Types (Cont…) Asset swaps
If one of the payment streams is funded with interest received from an asset, the swap and the asset as a whole are called an asset swap.
There is no change in the swap mechanism per se.
Strictly speaking we could also have liability swaps.
But this term is rarely used. Thus swaps used in conjunction with a liability
are merely referred to as interest rate swaps.
Types (Cont…) Term swap
A swap with an original maturity of more than two years is called a term swap.
Money market swap A swap with an original maturity of up to
one year is called a money market swap. Currency swap
It is a swap where each stream on interest is denominated in a different currency.
These swaps also involve an exchange of principal.
Terminology The counterparties to a swap are called
payers or receivers. In the case of a coupon swap, the party
paying on a fixed rate basis is said to be the `payer in the swap’ and the other counterparty is the `receiver in the swap’.
In the case of a basis swap we cannot use this convention since both the cash flow streams are based on floating rates.
Terminology (Cont…)
Thus it is a god practice in the case of basis swaps to describe each counterparty in terms of both the rate it pays as well as the rate it receives.

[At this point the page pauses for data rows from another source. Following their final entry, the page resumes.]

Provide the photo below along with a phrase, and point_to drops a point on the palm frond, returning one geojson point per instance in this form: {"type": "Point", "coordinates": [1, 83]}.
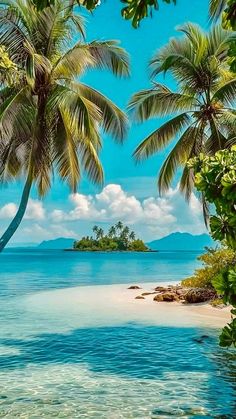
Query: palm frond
{"type": "Point", "coordinates": [65, 153]}
{"type": "Point", "coordinates": [103, 55]}
{"type": "Point", "coordinates": [186, 184]}
{"type": "Point", "coordinates": [216, 7]}
{"type": "Point", "coordinates": [90, 161]}
{"type": "Point", "coordinates": [159, 101]}
{"type": "Point", "coordinates": [178, 156]}
{"type": "Point", "coordinates": [226, 93]}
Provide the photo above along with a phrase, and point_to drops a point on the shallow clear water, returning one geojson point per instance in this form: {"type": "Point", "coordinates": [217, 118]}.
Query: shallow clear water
{"type": "Point", "coordinates": [127, 370]}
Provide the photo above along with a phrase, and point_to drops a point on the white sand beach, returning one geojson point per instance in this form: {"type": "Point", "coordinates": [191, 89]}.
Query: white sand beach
{"type": "Point", "coordinates": [116, 304]}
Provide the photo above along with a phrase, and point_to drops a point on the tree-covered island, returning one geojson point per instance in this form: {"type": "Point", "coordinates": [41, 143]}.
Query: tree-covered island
{"type": "Point", "coordinates": [118, 238]}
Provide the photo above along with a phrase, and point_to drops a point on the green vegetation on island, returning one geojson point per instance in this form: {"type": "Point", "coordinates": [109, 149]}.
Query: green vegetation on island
{"type": "Point", "coordinates": [119, 238]}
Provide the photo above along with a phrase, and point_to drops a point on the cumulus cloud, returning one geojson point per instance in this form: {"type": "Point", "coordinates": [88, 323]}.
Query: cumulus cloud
{"type": "Point", "coordinates": [151, 217]}
{"type": "Point", "coordinates": [47, 233]}
{"type": "Point", "coordinates": [34, 210]}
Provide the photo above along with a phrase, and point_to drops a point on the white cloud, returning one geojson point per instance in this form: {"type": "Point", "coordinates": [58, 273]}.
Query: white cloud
{"type": "Point", "coordinates": [46, 233]}
{"type": "Point", "coordinates": [152, 217]}
{"type": "Point", "coordinates": [159, 216]}
{"type": "Point", "coordinates": [34, 210]}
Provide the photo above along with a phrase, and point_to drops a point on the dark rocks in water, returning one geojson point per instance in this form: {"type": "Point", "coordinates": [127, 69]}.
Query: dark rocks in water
{"type": "Point", "coordinates": [201, 339]}
{"type": "Point", "coordinates": [199, 295]}
{"type": "Point", "coordinates": [158, 297]}
{"type": "Point", "coordinates": [167, 297]}
{"type": "Point", "coordinates": [162, 289]}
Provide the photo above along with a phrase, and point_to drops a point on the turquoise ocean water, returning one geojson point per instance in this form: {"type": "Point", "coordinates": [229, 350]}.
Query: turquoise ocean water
{"type": "Point", "coordinates": [127, 370]}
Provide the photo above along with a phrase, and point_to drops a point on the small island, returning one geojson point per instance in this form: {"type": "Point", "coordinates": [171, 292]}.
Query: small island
{"type": "Point", "coordinates": [119, 238]}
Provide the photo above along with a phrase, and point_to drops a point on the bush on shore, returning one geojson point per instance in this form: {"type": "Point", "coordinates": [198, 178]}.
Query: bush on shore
{"type": "Point", "coordinates": [214, 261]}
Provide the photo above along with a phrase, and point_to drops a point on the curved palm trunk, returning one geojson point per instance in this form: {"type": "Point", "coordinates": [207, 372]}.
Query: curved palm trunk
{"type": "Point", "coordinates": [19, 215]}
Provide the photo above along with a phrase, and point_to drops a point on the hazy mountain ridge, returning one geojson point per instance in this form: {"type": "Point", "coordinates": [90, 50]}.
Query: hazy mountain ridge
{"type": "Point", "coordinates": [181, 241]}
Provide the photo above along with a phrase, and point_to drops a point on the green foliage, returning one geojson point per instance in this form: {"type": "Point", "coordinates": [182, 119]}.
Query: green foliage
{"type": "Point", "coordinates": [134, 10]}
{"type": "Point", "coordinates": [226, 10]}
{"type": "Point", "coordinates": [51, 122]}
{"type": "Point", "coordinates": [118, 238]}
{"type": "Point", "coordinates": [214, 261]}
{"type": "Point", "coordinates": [202, 113]}
{"type": "Point", "coordinates": [216, 177]}
{"type": "Point", "coordinates": [8, 69]}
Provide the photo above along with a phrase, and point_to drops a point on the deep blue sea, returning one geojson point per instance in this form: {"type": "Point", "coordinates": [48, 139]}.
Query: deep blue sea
{"type": "Point", "coordinates": [54, 364]}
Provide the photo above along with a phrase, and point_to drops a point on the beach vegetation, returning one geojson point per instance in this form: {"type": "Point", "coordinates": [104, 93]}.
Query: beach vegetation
{"type": "Point", "coordinates": [51, 122]}
{"type": "Point", "coordinates": [118, 238]}
{"type": "Point", "coordinates": [225, 10]}
{"type": "Point", "coordinates": [213, 261]}
{"type": "Point", "coordinates": [216, 177]}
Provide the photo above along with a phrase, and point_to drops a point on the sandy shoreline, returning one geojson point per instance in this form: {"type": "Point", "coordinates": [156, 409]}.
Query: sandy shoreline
{"type": "Point", "coordinates": [106, 305]}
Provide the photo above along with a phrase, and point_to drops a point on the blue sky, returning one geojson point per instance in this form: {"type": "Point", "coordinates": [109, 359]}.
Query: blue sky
{"type": "Point", "coordinates": [130, 191]}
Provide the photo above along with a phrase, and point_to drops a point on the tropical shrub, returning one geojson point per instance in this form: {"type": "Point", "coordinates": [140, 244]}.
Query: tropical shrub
{"type": "Point", "coordinates": [226, 10]}
{"type": "Point", "coordinates": [216, 177]}
{"type": "Point", "coordinates": [214, 261]}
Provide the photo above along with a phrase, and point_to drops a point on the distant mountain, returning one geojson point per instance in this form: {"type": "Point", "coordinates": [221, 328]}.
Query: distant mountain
{"type": "Point", "coordinates": [60, 243]}
{"type": "Point", "coordinates": [182, 241]}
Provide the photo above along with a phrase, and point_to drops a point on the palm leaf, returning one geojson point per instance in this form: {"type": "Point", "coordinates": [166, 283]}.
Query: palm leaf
{"type": "Point", "coordinates": [216, 8]}
{"type": "Point", "coordinates": [159, 101]}
{"type": "Point", "coordinates": [226, 93]}
{"type": "Point", "coordinates": [179, 156]}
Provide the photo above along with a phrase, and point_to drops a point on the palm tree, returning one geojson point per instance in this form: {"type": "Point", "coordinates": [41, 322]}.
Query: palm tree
{"type": "Point", "coordinates": [132, 236]}
{"type": "Point", "coordinates": [100, 233]}
{"type": "Point", "coordinates": [204, 119]}
{"type": "Point", "coordinates": [119, 226]}
{"type": "Point", "coordinates": [216, 8]}
{"type": "Point", "coordinates": [112, 232]}
{"type": "Point", "coordinates": [50, 121]}
{"type": "Point", "coordinates": [95, 231]}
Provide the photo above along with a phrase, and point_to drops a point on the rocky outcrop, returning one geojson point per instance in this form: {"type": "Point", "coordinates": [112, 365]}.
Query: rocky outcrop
{"type": "Point", "coordinates": [199, 295]}
{"type": "Point", "coordinates": [166, 296]}
{"type": "Point", "coordinates": [178, 293]}
{"type": "Point", "coordinates": [183, 294]}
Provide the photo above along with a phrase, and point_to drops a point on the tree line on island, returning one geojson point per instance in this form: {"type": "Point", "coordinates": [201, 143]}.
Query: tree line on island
{"type": "Point", "coordinates": [118, 238]}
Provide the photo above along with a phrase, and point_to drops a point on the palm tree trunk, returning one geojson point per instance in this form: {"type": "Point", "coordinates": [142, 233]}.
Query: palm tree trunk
{"type": "Point", "coordinates": [19, 215]}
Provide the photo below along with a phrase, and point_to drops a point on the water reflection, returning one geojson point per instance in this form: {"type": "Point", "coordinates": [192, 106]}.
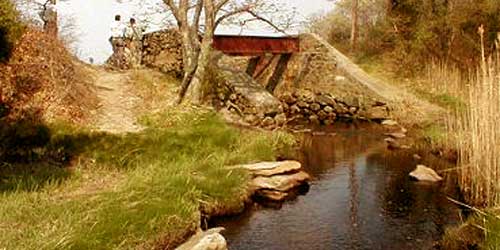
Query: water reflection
{"type": "Point", "coordinates": [361, 198]}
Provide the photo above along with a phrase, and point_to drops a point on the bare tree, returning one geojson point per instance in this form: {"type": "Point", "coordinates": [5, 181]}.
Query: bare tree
{"type": "Point", "coordinates": [195, 17]}
{"type": "Point", "coordinates": [354, 25]}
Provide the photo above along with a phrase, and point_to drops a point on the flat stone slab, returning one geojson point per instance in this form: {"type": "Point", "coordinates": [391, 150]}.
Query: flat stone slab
{"type": "Point", "coordinates": [423, 173]}
{"type": "Point", "coordinates": [273, 195]}
{"type": "Point", "coordinates": [396, 135]}
{"type": "Point", "coordinates": [271, 168]}
{"type": "Point", "coordinates": [206, 240]}
{"type": "Point", "coordinates": [282, 183]}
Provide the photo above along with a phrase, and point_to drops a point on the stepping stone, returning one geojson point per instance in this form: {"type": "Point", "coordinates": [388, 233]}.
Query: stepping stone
{"type": "Point", "coordinates": [423, 173]}
{"type": "Point", "coordinates": [282, 183]}
{"type": "Point", "coordinates": [271, 168]}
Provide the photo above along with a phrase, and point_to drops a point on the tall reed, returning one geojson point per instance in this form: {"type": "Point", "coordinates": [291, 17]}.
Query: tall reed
{"type": "Point", "coordinates": [476, 135]}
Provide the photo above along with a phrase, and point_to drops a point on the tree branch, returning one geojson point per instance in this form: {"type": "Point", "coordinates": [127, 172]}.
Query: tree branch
{"type": "Point", "coordinates": [265, 20]}
{"type": "Point", "coordinates": [230, 14]}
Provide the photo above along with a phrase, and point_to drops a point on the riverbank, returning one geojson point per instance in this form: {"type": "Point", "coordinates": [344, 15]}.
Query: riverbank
{"type": "Point", "coordinates": [140, 181]}
{"type": "Point", "coordinates": [457, 137]}
{"type": "Point", "coordinates": [135, 190]}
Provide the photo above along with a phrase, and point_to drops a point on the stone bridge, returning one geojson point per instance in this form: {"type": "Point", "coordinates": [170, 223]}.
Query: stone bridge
{"type": "Point", "coordinates": [273, 80]}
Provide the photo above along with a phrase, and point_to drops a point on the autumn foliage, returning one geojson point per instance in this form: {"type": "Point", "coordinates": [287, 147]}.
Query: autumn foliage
{"type": "Point", "coordinates": [42, 81]}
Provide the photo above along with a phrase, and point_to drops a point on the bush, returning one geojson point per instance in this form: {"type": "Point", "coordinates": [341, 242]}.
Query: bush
{"type": "Point", "coordinates": [11, 28]}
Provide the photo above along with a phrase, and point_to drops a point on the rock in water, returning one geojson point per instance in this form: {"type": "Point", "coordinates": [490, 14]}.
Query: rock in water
{"type": "Point", "coordinates": [389, 123]}
{"type": "Point", "coordinates": [423, 173]}
{"type": "Point", "coordinates": [396, 135]}
{"type": "Point", "coordinates": [208, 240]}
{"type": "Point", "coordinates": [271, 168]}
{"type": "Point", "coordinates": [282, 183]}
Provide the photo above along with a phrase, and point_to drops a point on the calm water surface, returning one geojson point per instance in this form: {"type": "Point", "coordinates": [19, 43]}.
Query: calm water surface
{"type": "Point", "coordinates": [360, 198]}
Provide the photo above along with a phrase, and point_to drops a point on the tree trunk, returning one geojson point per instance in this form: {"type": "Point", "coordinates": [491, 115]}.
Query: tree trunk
{"type": "Point", "coordinates": [199, 60]}
{"type": "Point", "coordinates": [354, 25]}
{"type": "Point", "coordinates": [50, 25]}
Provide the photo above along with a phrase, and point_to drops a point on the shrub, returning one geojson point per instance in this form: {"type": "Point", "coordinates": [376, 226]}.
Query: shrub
{"type": "Point", "coordinates": [11, 28]}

In the inter-bank swap market the terms buyer and seller are used in the case of coupon swaps. Buyers are payers and sellers are
receivers.
Terminology (Cont…) In most coupon swaps the 6M LIBOR is
the standard index for the floating rate. Thus these swaps can be defined purely
in terms of the fixed rate of interest. For example in the case of the Citibank-
HSBC swap, the price of the swap would have been quoted as 6% per annum, which is nothing but the fixed rate.
The price of a coupon swap is also called the swap rate.
Terminology (Cont…) In most markets swap rates are quoted as
full percentage figures. Example in our case the rate was 6%. This is called an all-in price. However in certain inter-bank swap
markets, particularly the US dollar market, the convention of quoting the price on an all-in basis has been replaced by the convention of quoting the differential between the all-in rate and an accepted benchmark rate.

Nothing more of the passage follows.